Selon vous, y a-t-il un endroit dans le jeu où les joueurs devraient vraiment aller ?
Mike Fridley :
Oui, Murdercon. C’est une convention de conventions, avec toutes sortes de sous-événements absurdes. Murdercon lui-même est une arène gigantesque qui rappelle le laser game des années 80 et 90, mélangée à une arène exagérée pleine de pièges et de chaos.
C'est extrême, absurde et exactement le genre de violence exagérée que nous aimons.
Y a-t-il un œuf de Pâques dont vous êtes le plus fier en tant qu'équipe ?
Mike Fridley :
Il y a un endroit spécifique que j'aime personnellement, mais je ne peux pas encore le gâcher. Les joueurs rétro comprendront immédiatement pourquoi c'est spécial dès qu'ils le verront.
De plus, le jeu regorge de petits rappels et de détails cachés. Même pendant les playtests, je découvre encore des choses dont j'ignorais l'existence.
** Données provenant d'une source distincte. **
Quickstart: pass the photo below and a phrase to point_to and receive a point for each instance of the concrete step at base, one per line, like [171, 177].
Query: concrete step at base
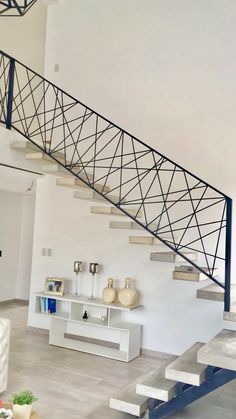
[220, 351]
[113, 211]
[172, 257]
[73, 182]
[154, 385]
[231, 315]
[189, 276]
[146, 240]
[186, 369]
[214, 292]
[130, 402]
[24, 146]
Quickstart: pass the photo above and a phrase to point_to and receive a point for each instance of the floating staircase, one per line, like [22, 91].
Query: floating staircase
[200, 370]
[157, 194]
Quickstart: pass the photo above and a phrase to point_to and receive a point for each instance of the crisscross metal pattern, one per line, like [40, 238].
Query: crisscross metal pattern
[180, 209]
[12, 8]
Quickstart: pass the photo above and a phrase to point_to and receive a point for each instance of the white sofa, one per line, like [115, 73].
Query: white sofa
[5, 327]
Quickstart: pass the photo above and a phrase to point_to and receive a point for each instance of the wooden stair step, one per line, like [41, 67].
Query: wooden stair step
[214, 292]
[154, 385]
[90, 195]
[24, 146]
[56, 170]
[113, 211]
[189, 276]
[73, 182]
[172, 257]
[130, 402]
[146, 240]
[43, 158]
[127, 225]
[186, 369]
[220, 351]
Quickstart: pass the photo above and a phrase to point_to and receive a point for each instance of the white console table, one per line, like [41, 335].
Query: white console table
[93, 335]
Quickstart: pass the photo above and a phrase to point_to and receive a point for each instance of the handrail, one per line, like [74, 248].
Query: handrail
[100, 153]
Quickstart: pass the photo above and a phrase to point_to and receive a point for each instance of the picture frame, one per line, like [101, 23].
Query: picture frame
[54, 286]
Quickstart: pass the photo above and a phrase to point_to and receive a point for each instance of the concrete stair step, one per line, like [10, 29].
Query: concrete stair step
[186, 369]
[113, 211]
[43, 158]
[130, 402]
[90, 195]
[220, 351]
[154, 385]
[146, 240]
[231, 315]
[73, 182]
[172, 257]
[57, 170]
[189, 276]
[215, 293]
[127, 225]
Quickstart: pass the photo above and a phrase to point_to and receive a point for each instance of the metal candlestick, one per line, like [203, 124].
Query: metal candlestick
[93, 269]
[78, 266]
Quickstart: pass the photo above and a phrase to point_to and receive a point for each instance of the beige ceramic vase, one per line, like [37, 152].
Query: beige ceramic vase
[109, 293]
[127, 296]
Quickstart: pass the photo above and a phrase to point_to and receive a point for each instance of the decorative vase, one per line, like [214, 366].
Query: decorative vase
[127, 296]
[109, 293]
[22, 411]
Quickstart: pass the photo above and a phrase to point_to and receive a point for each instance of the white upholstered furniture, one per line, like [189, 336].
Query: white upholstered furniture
[4, 352]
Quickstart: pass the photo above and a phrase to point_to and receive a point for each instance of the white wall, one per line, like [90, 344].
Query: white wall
[25, 247]
[16, 232]
[24, 38]
[164, 71]
[172, 317]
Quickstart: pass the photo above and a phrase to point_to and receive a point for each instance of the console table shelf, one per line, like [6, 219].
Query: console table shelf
[104, 321]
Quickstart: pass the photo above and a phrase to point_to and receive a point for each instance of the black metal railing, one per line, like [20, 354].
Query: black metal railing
[10, 8]
[184, 212]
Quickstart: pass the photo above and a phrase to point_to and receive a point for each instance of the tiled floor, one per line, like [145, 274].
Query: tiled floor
[74, 385]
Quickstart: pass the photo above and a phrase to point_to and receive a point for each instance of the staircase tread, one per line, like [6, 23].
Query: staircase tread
[146, 240]
[110, 210]
[214, 292]
[129, 225]
[91, 195]
[130, 402]
[156, 386]
[186, 369]
[220, 351]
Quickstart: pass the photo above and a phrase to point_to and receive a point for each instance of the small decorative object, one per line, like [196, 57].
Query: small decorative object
[127, 296]
[22, 404]
[54, 286]
[109, 293]
[78, 266]
[6, 413]
[93, 269]
[85, 315]
[103, 318]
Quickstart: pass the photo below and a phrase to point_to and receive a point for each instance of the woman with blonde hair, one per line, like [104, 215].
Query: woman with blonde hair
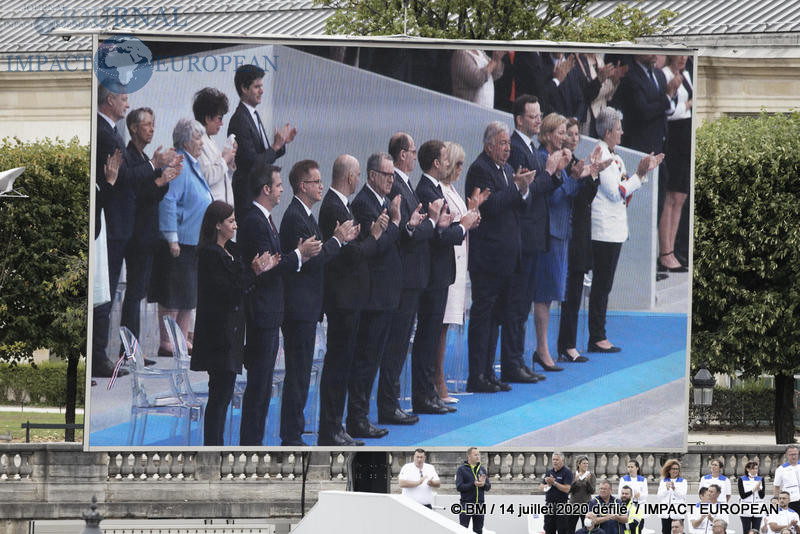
[457, 293]
[671, 492]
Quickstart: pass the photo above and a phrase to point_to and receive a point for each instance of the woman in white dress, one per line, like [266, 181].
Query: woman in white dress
[457, 293]
[209, 106]
[473, 74]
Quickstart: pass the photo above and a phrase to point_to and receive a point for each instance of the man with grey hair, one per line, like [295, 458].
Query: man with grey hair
[384, 292]
[556, 485]
[494, 251]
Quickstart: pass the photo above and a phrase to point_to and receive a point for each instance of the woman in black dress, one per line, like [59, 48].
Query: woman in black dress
[222, 281]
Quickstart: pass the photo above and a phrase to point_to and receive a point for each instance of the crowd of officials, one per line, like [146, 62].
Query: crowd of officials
[602, 511]
[193, 224]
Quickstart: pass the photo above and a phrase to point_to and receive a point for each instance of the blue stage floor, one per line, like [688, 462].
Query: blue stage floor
[654, 354]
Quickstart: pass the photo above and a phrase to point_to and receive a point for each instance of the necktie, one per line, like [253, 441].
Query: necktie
[261, 132]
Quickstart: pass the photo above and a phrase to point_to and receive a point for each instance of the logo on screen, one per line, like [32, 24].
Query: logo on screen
[123, 64]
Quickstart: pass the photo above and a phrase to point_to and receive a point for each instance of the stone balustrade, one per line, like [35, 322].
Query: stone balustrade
[57, 480]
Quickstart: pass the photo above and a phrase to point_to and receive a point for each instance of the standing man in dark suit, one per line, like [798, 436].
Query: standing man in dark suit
[385, 269]
[264, 308]
[346, 278]
[645, 99]
[153, 177]
[433, 300]
[251, 136]
[494, 251]
[534, 222]
[304, 290]
[415, 232]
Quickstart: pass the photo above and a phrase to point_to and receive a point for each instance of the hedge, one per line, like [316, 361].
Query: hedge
[749, 405]
[43, 384]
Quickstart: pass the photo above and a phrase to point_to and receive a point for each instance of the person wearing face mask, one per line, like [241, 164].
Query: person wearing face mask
[751, 491]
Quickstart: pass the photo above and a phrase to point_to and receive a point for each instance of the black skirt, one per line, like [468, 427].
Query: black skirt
[173, 282]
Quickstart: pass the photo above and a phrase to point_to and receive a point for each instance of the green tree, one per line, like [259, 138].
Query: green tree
[491, 19]
[43, 250]
[746, 289]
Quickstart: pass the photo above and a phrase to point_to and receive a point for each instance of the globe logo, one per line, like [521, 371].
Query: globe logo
[123, 64]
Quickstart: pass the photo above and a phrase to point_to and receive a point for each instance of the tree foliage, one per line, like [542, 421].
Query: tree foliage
[491, 19]
[43, 250]
[746, 290]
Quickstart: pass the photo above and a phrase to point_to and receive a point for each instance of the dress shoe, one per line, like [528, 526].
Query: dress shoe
[519, 375]
[441, 404]
[492, 379]
[428, 406]
[481, 385]
[398, 417]
[565, 357]
[593, 347]
[365, 429]
[294, 443]
[547, 368]
[538, 376]
[104, 369]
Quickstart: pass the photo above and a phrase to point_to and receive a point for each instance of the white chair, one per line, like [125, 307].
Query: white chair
[178, 402]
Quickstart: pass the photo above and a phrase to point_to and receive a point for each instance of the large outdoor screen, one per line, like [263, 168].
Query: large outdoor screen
[589, 264]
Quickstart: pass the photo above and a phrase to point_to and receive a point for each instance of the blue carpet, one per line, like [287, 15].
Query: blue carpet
[654, 354]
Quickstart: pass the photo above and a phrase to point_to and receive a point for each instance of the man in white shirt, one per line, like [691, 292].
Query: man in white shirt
[418, 479]
[787, 478]
[785, 518]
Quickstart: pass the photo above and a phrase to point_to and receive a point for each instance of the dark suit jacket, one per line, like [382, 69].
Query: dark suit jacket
[265, 302]
[347, 275]
[494, 246]
[145, 222]
[250, 149]
[414, 248]
[385, 267]
[221, 287]
[580, 245]
[304, 289]
[442, 257]
[534, 219]
[116, 200]
[644, 109]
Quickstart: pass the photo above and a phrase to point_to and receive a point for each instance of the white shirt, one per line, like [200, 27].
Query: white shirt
[259, 125]
[723, 482]
[265, 211]
[784, 517]
[672, 497]
[682, 96]
[423, 493]
[609, 210]
[638, 484]
[787, 478]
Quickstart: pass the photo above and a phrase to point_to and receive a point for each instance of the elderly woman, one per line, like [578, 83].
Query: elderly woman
[678, 156]
[551, 266]
[610, 222]
[671, 493]
[180, 212]
[222, 281]
[209, 106]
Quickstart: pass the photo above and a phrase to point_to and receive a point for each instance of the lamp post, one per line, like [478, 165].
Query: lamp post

Comment éviter que l’humour ne paraisse rapidement démodé ?
Mike Fridley :
En restant continuellement critique. Nous voulons être audacieux, mais ne pas franchir la ligne. Cela signifie parfois aller trop loin et ensuite s’adapter. Nous testons beaucoup, écoutons les commentaires et restons vigilants.
Notre plus grande peur est de penser que nous sommes drôles alors que nous ne le sommes pas. C'est pourquoi nous continuons à vérifier auprès des acteurs et collègues de l'industrie. L’humour est quelque chose qu’il faut constamment recalibrer.